Specific component models
Phytoplankton
- Register your contribution to total chlorophyll, even if you do not normally track it, and would only assume it to be proportional to biomass. That is because chlorophyll is a crucial quantity in many models you may be coupled to (e.g., irradiance)
- Register you contribution to net primary production to support selected higher trophic level models (e.g., SEAPODYM)

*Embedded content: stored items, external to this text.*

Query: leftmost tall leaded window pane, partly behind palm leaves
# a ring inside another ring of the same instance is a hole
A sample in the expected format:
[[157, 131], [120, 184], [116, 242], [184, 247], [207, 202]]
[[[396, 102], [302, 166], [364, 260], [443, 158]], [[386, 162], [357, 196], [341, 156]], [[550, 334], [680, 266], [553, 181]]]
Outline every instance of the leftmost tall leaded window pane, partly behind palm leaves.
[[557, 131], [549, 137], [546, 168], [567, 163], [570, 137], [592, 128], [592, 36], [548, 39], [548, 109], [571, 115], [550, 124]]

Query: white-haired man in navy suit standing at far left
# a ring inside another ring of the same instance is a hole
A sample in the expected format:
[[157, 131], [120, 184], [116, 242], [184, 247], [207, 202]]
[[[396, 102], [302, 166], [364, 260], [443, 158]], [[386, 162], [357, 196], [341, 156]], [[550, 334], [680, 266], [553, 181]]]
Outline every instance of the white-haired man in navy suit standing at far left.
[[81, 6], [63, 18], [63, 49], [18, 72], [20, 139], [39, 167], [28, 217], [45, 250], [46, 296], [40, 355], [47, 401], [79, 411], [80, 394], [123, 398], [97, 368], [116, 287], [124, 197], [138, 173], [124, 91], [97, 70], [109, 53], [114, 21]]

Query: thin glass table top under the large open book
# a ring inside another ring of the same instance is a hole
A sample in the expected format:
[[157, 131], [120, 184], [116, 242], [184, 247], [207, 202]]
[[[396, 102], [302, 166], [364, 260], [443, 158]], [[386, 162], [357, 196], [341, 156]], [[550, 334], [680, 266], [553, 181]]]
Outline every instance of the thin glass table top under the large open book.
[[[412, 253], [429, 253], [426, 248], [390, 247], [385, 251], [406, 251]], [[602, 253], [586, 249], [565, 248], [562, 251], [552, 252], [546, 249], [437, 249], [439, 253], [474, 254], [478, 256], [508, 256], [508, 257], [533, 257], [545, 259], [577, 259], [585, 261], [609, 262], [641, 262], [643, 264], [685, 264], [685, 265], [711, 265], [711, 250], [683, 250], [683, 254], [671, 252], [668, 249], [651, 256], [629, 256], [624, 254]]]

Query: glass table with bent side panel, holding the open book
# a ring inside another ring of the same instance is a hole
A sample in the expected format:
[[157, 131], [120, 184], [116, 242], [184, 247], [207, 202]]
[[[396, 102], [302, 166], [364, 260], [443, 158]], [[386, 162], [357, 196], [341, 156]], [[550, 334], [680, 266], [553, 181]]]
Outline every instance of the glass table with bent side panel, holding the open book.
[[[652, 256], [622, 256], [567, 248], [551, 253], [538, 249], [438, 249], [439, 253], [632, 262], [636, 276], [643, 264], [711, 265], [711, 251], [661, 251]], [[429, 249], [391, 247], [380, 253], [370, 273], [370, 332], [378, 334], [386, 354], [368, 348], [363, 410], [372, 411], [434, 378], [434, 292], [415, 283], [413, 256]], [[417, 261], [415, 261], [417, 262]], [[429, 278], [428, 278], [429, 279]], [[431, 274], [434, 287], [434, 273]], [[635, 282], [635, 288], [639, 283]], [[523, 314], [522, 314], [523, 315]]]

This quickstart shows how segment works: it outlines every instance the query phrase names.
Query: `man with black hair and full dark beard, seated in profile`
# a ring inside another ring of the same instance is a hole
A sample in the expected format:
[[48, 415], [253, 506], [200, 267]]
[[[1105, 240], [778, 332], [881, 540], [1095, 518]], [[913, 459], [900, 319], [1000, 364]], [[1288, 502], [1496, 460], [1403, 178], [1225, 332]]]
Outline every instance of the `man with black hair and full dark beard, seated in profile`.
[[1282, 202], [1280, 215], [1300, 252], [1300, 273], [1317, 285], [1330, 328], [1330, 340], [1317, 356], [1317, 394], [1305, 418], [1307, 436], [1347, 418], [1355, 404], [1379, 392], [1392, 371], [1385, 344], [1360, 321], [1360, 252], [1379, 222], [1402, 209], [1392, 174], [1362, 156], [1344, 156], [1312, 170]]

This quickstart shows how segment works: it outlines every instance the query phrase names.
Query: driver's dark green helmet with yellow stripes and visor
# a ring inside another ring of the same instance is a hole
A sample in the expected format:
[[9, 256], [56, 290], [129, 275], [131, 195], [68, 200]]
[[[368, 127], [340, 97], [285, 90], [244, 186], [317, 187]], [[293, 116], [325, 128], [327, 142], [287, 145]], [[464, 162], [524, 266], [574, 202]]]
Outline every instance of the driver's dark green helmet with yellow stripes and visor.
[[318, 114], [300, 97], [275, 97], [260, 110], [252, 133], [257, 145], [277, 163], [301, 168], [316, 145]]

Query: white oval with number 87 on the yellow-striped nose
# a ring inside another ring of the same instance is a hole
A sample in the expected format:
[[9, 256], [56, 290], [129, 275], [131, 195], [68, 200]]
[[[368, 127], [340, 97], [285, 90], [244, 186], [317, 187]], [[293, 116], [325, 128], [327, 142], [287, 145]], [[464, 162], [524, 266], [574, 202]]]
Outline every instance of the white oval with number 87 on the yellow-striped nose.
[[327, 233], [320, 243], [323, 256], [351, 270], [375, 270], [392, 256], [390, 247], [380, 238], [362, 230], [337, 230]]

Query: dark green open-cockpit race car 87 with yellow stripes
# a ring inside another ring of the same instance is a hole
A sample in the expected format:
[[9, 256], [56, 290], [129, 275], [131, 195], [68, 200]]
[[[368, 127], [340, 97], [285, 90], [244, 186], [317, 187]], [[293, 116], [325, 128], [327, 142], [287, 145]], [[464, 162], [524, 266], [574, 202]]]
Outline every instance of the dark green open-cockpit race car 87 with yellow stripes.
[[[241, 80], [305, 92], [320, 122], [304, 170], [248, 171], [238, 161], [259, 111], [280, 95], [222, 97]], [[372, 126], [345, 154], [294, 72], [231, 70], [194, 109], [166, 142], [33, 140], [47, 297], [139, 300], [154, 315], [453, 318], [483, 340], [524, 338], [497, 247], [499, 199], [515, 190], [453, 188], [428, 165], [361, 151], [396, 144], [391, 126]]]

Predators (e.g., zooplankton)
- Use particle conventions to obtain prey biomass (read-only) and destroy your prey by applying the same specific loss rate to all state variables
- Consider generalizing the zooplankton type of accept any number of prey, configurable and couplable in
fabm.yaml, instead of using a fixed set of prey types with hardcoded names. Together with the particle convention (previous item), this would enable your zooplankton implementation to work within other biogeochemical/lower trophic level models.
Carbonate system
- If you are using non-trivial logic to calculate alkalinity, place it in a stand-alone alkalinity module, separate from the rest of the carbonate system. That module can then be re-used with other carbonate system solvers. Your carbonate system itself can then be used with fully prognostic alkalinity too.
- Do not include state variables beyond total Dissolved Inorganic Carbon (DIC) and alkalinity. For instance, state variables for particulate inorganic carbon (total calcium carbonate, aragonite, calcite, free coccoliths, etc.) should not be included here but placed in a separate module.

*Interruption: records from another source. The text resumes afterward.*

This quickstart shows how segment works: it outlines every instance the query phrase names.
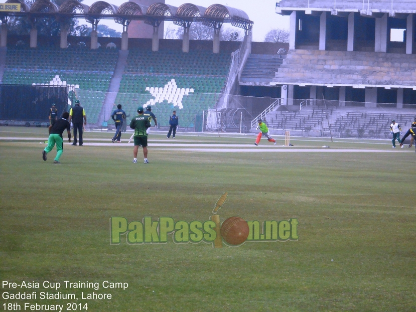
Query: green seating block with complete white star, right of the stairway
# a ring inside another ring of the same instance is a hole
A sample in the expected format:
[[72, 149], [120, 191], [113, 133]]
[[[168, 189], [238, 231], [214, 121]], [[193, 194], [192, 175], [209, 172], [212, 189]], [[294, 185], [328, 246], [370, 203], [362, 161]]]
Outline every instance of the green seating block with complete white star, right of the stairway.
[[113, 108], [121, 104], [134, 115], [138, 106], [152, 105], [162, 126], [176, 109], [181, 127], [193, 127], [195, 115], [215, 106], [229, 65], [229, 52], [131, 49]]

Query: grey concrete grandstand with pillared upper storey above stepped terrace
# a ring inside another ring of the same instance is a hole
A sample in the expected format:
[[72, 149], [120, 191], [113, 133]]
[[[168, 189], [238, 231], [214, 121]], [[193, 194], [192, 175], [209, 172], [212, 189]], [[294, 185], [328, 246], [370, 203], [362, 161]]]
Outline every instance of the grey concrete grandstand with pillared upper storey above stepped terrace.
[[288, 99], [414, 108], [414, 1], [282, 0], [275, 10], [290, 16], [290, 44], [271, 85]]

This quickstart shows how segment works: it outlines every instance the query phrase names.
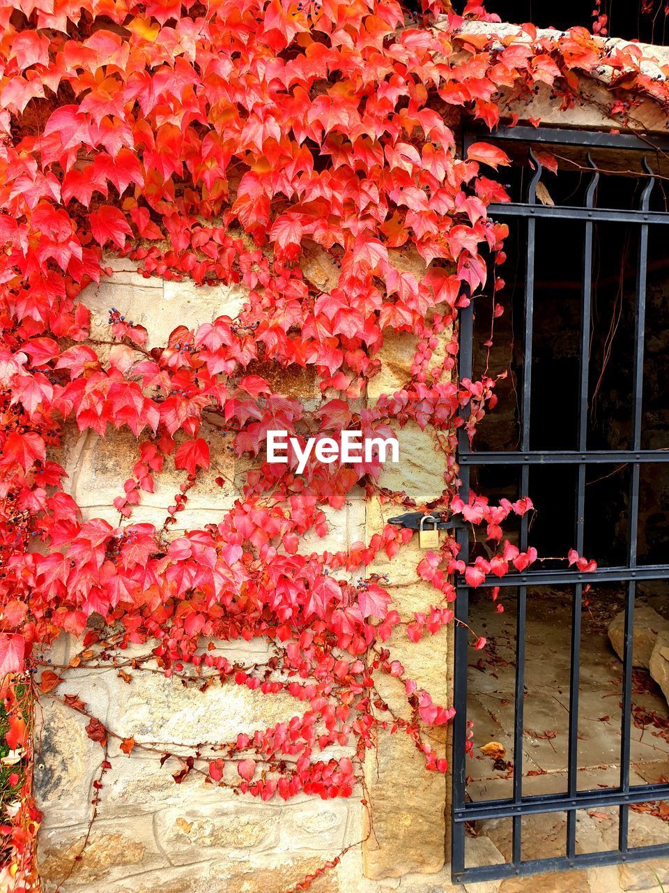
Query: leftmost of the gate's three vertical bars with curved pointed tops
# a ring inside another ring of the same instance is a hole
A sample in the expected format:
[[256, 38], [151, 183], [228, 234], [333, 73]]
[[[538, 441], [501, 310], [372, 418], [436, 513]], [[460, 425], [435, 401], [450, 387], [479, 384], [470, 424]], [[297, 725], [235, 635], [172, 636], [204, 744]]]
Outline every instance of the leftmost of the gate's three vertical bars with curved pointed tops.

- Allow for time/space varying atmospheric pCO2 by registered this as a surface dependency linked to
standard_variables%mole_fraction_of_carbon_dioxide_in_air - Register total alkalinity with standard variable identity
standard_variables%alkalinity_expressed_as_mole_equivalent, both when you are providing it as a diagnostic or state variable, and when you register dependencies on it. - If using parametrized alkalinity (e.g. alkalinity is a function of salinity), you could potentially register it with
act_as_state_variable=.true.to track biological pertubations of the background alkalinity
Irradiance
- For more complex models (e.g., spectrally resolving), consider separating the atmospheric component (if any), the underwater radiative transfer model, and the calculation of (broadband/wavelength-explicit) absorption/scattering/attenuation properties summed across Inherent Optical Properties (IOPs). This allows the first two components to work unmodified with new parametrisations (e.g., new absorption and scattering spectra) and new IOPs.
Higher trophic levels (2D)
This section discusses organisms that move fast in the vertical, to the extent that that they can be represented by depth-integrated biomass and a prescribed vertical distribution. This distribution may be variable, for example, dependent on time, depth, environmental variables such as temperature, or prey availability.
- If you are implementing such a model in FABM anew, we recommend you review the functionality introduced recently for this purpose. It provides a flexible method for mapping 2D predators over the pelagic, and ensures their interactions with pelagic variables are mass conserving.
- The above recommendations for generic predators apply: by permitting the number and names of prey to be defined at runtime in
fabm.yaml, and by accessing prey constituents through standard names (total_carbon, etc.), your HTL model will be compatible with a wide range of biogeochemical/lower trophic level models, and thus shareable across CMEMS Monitoring and Forecasting Centres.